Há cinco anos na direcção artística do Centro Internacional das Artes José de Guimarães (CIAJG), Nuno Faria conversou com José Marmeleira sobre a realidade que a sua programação tem construído. Guiada por ideias, gostos, aspirações, com as obras e os artistas.

Numa entrevista ao Público, em Novembro de 2016, disse que o país conhecia mais ou menos o CIAJG. Considera, um ano depois, que o conhece melhor?
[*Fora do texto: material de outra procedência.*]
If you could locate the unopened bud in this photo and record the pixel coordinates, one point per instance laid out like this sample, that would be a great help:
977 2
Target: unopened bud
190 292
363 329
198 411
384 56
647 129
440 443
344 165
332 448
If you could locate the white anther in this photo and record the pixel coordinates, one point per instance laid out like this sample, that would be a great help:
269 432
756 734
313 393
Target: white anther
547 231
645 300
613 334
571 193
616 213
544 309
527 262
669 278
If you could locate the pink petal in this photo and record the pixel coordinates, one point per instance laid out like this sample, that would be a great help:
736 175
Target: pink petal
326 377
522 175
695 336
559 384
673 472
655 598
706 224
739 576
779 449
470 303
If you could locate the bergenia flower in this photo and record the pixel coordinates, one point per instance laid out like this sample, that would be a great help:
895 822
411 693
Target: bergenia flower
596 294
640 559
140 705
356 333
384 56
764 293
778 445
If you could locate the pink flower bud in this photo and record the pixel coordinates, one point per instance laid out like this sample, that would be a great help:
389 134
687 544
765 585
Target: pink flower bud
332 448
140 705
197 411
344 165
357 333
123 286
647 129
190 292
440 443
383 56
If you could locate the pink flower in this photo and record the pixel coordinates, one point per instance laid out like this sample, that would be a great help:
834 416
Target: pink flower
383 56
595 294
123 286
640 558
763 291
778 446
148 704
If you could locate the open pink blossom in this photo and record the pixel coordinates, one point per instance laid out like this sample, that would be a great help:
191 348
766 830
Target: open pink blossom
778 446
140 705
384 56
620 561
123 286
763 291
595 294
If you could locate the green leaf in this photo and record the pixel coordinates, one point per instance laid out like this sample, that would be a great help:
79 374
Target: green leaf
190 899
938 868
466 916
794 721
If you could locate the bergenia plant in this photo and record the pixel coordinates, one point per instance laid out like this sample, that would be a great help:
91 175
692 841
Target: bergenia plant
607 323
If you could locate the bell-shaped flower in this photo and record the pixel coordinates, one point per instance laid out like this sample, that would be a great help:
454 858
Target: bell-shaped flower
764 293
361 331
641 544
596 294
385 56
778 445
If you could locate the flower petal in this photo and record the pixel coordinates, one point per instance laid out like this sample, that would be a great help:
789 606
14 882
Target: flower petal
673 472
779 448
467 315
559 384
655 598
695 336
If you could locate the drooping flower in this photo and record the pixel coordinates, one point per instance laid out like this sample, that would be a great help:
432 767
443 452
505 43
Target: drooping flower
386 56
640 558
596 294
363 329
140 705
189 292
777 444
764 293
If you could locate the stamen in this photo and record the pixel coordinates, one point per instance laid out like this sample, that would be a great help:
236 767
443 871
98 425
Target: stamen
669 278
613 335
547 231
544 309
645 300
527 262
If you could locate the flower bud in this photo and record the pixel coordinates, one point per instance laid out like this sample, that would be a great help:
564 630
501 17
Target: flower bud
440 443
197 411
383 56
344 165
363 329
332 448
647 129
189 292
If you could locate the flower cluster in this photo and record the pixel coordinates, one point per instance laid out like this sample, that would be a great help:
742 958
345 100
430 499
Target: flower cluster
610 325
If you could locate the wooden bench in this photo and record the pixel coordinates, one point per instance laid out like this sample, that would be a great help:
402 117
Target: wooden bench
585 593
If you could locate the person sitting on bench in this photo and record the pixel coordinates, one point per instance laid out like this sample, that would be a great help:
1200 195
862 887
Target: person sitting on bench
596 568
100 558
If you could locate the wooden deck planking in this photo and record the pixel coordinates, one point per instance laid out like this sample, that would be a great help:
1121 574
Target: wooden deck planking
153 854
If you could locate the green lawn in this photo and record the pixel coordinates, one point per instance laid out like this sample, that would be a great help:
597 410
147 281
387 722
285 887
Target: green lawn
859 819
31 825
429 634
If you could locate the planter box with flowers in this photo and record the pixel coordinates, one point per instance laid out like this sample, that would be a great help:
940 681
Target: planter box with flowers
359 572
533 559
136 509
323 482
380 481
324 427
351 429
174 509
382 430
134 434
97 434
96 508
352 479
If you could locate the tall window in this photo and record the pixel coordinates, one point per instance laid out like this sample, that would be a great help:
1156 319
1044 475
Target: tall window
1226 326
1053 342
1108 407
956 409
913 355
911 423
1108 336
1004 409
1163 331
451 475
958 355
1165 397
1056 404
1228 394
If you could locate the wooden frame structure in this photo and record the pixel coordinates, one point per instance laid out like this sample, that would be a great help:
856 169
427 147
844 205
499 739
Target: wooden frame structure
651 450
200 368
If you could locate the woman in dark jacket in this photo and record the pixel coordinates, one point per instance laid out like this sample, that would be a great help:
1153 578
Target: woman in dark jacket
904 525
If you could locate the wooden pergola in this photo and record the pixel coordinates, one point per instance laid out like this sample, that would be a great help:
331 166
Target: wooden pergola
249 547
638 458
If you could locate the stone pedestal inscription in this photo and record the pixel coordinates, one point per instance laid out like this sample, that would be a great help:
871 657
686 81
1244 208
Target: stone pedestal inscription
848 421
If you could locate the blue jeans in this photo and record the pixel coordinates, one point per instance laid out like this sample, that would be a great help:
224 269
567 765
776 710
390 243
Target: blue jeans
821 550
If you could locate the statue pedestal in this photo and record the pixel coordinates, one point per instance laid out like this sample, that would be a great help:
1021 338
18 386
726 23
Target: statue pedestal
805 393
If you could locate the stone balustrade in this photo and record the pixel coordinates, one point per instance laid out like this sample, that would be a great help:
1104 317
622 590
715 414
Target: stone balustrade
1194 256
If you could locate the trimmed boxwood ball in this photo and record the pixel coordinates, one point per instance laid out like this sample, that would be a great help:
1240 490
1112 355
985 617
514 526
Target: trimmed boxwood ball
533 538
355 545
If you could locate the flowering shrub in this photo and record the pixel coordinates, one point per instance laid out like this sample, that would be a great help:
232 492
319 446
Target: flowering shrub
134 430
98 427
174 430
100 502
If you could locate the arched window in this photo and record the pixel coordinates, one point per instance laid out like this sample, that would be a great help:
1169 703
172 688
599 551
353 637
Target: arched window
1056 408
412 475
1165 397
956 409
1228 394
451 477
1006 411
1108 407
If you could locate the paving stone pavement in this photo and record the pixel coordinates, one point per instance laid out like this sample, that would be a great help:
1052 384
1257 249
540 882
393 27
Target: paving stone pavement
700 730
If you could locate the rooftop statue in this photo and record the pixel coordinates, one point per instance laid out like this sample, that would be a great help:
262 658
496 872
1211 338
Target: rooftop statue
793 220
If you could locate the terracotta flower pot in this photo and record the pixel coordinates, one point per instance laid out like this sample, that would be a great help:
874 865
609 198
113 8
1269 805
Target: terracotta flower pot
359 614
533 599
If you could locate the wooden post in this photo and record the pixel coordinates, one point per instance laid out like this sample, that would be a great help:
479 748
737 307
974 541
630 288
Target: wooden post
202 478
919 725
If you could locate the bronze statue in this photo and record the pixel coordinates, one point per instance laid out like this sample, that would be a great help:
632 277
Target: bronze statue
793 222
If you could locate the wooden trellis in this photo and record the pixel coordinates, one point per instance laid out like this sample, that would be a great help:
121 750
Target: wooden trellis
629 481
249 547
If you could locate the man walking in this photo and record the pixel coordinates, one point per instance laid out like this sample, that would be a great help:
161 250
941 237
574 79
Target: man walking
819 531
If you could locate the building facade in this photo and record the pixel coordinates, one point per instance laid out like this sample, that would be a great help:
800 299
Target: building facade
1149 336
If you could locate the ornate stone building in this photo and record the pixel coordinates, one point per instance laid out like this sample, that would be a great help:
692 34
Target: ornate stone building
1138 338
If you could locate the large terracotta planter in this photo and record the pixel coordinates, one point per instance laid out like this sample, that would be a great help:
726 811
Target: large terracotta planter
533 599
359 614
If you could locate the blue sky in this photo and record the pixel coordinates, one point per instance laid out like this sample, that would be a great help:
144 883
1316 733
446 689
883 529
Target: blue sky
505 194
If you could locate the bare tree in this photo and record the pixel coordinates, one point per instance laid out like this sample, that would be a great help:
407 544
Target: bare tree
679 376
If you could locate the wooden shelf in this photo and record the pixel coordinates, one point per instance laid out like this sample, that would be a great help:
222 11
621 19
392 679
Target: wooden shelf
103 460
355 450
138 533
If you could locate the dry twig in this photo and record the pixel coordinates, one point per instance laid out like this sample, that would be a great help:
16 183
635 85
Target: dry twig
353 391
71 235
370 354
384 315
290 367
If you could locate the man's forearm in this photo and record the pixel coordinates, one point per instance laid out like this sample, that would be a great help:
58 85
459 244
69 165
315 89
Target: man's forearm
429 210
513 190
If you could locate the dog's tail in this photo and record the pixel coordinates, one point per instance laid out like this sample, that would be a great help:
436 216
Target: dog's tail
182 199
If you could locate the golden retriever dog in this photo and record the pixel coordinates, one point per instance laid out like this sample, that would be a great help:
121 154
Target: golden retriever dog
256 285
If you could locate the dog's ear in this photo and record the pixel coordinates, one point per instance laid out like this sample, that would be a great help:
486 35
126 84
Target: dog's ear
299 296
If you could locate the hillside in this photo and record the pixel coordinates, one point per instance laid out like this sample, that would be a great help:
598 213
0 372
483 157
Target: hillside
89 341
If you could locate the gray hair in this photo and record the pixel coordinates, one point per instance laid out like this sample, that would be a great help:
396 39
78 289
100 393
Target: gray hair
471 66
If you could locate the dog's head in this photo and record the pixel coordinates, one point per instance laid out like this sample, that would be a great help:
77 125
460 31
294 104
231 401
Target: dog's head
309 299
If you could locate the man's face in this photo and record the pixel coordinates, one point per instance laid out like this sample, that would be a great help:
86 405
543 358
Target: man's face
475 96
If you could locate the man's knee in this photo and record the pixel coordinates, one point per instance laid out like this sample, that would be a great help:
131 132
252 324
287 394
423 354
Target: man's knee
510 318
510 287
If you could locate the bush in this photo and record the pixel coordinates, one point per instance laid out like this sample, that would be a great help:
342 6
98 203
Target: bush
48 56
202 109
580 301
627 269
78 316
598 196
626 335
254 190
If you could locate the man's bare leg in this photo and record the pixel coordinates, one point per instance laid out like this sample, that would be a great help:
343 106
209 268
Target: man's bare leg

Uma das melhores medidas de notoriedade de um lugar, sobretudo no âmbito da cultura, é quando as pessoas sabem que existe. Desse ponto de vista, o CIAJG está no mapa, tem uma intensidade e energia que são reconhecidas. Há pessoas que o visitaram mais que uma vez, que usufruem dele. Portanto, a minha impressão, muito parcial, é a de que o museu goza de um certo prestígio, que o trabalho que realizámos tem uma certa originalidade. Também já desperta alguns ódios de estimação, o que significa que tem uma programação com personalidade. Mas ainda não encontrou a frequência de visitas que gostaríamos que tivesse. E dou um exemplo: em 2017, nenhum dos críticos dos jornais portugueses que regularmente acompanha as exposições de arte, visitou o CIAJG. Isso quer dizer que é um sítio que ainda está num limbo.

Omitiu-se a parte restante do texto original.